Dopo che il Titan aveva perso i contatti, la donna aveva continuato a sperare in un miracolo ma poi, trascorse le fatidiche 96 ore e finito l’ossigeno a disposizione nel batiscafo, si era preparata al peggio. Christine, di origini tedesche, ha raccontato che lei e il marito avevano prenotato due posti a bordo del sommergibile tempo fa ma la missione era stata annullata a causa della pandemia di Covid. Quando poi l’occasione si era ripresentata, aveva deciso di lasciare il suo posto al figlio, ossessionato dal Titanic fin da quando aveva costruito un modellino Lego di 10mila pezzi del transatlantico affondato nel 1912.

 

L'immersione del marito e del figlio e degli altri 3 passeggeri a bordo, il ceo di “OceanGate” Stockton Rush, (61 anni), l'esperto francese del Titanic Paul-Henri Nargeolet (77) e l'esploratore inglese Hamish Harding (58) era iniziata alle 8. Un'ora e 45 minuti dopo, esattamente alle 9:45, il contatto veniva perso segnando l'inizio del dramma. È ormai assodato che la Marina degli Stati Uniti ha registrato il suono di un'implosione: esattamente cinque giorni dopo, i detriti del sottomarino sono stati trovati sul fondo del mare, a 1.600 piedi dal relitto del Titanic.

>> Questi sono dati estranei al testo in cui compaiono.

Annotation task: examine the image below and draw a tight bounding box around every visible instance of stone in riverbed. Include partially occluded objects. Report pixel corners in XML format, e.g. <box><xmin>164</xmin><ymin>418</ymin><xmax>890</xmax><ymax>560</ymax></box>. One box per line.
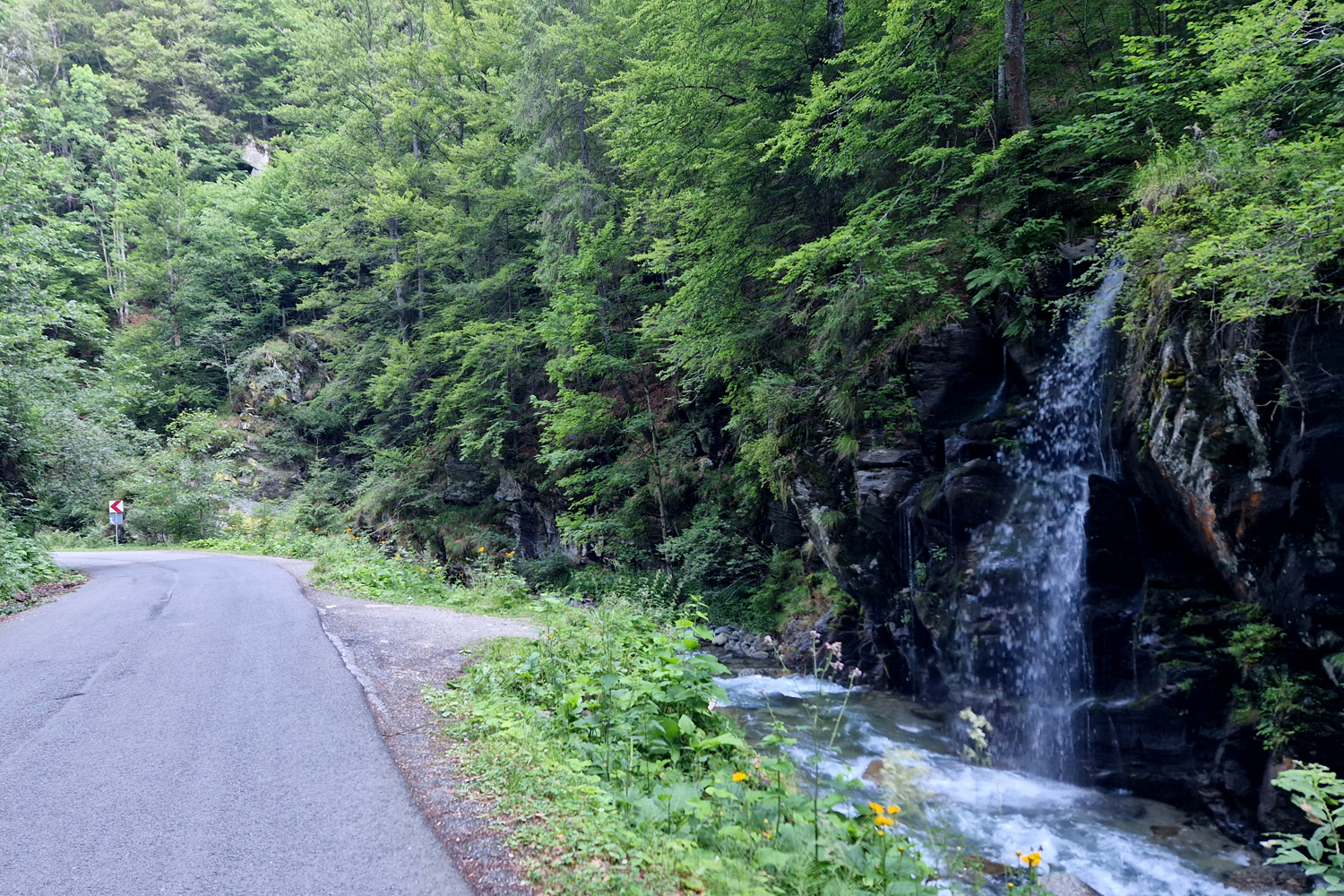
<box><xmin>1226</xmin><ymin>866</ymin><xmax>1311</xmax><ymax>896</ymax></box>
<box><xmin>1040</xmin><ymin>871</ymin><xmax>1101</xmax><ymax>896</ymax></box>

«La discesa sarebbe avvenuta al buio» ha raccontato al New York Times la signora Dawood rivelando un particolare inedito. «Perché i fari sarebbero stati spenti per risparmiare la carica della batteria per quando sarebbero scesi sul fondo del mare. Prima dell'immersione hanno spiegato a mio marito e a mio figlio che probabilmente avrebbero visto creature bioluminescenti». Shahzada era un appassionato del Titanic e aveva letto le storie scritte dall'esploratore Nargeolet, uno dei maggiori esperti mondiali del relitto, morto anche lui sul Titan. La signora Dawood ha raccontato anche di essere rimasta colpita dalla professionalità di tutti quelli che erano a bordo della Polar Prince: «Sembrava un'operazione perfetta e si vedeva che l'avevano già fatto molte volte». Non c'era tensione, nessuno sembrava aver paura di nulla e il marito scherzava sull'abbigliamento di bordo fornito dalla OceanGate: giacca e pantaloni impermeabili, stivali con la punta d'acciaio, giubbotti di salvataggio, elmetti. Hanno posato per una foto. «Sembro piuttosto grasso» aveva ironizzato Shahzada. «Io e Alina ci siamo dette Oh, Dio, spero che non cada in acqua» ha confessato Christine al New York Times. «Tutti e cinque sono saliti sul sottomarino e i sommozzatori hanno chiuso il portellone. Qualcuno ha stretto tutti i bulloni». E sempre al quotidiano americano la signora Dawood ha raccontato che quando ha sentito qualcuno dire che la comunicazione con Titan era stata persa è andata sul ponte della nave dove in molti l'avevano rassicurata: «Le comunicazioni possono essere inaffidabili» le avevano detto. «Se ci fosse stato un problema, la missione sarebbe stata interrotta e il sottomarino avrebbe lasciato cadere i pesi a bordo e sarebbe risalito in superficie». «Ho guardato l'oceano per ore sperando di vederli riemergere» ha rivelato. Ma l'unica cosa che è riemersa, giorni dopo, sono stati solo i detriti del sommergibile imploso.

 

L'inchiesta sulla nave che ha lanciato il Titan

Secondo le prime ricostruzioni, il Titan sarebbe imploso poco dopo l'immersione, per questo sarà cruciale analizzare le comunicazioni prima che la nave perdesse i contatti, soprattutto alla luce del fatto che non c'è una scatola nera. Poi ci sarà l'analisi dei detriti ritrovati sul fondo del mare a oltre 3.000 metri di profondità. Gli investigatori sono al lavoro per stabilire le cause e il ruolo nella tragedia del materiale utilizzato per la costruzione del sommergibile, fibra di carbonio per di più di bassa qualità e «riciclata» come avrebbe confessato il ceo Rush ad un giornalista che sarebbe dovuto partire per una missione a giugno.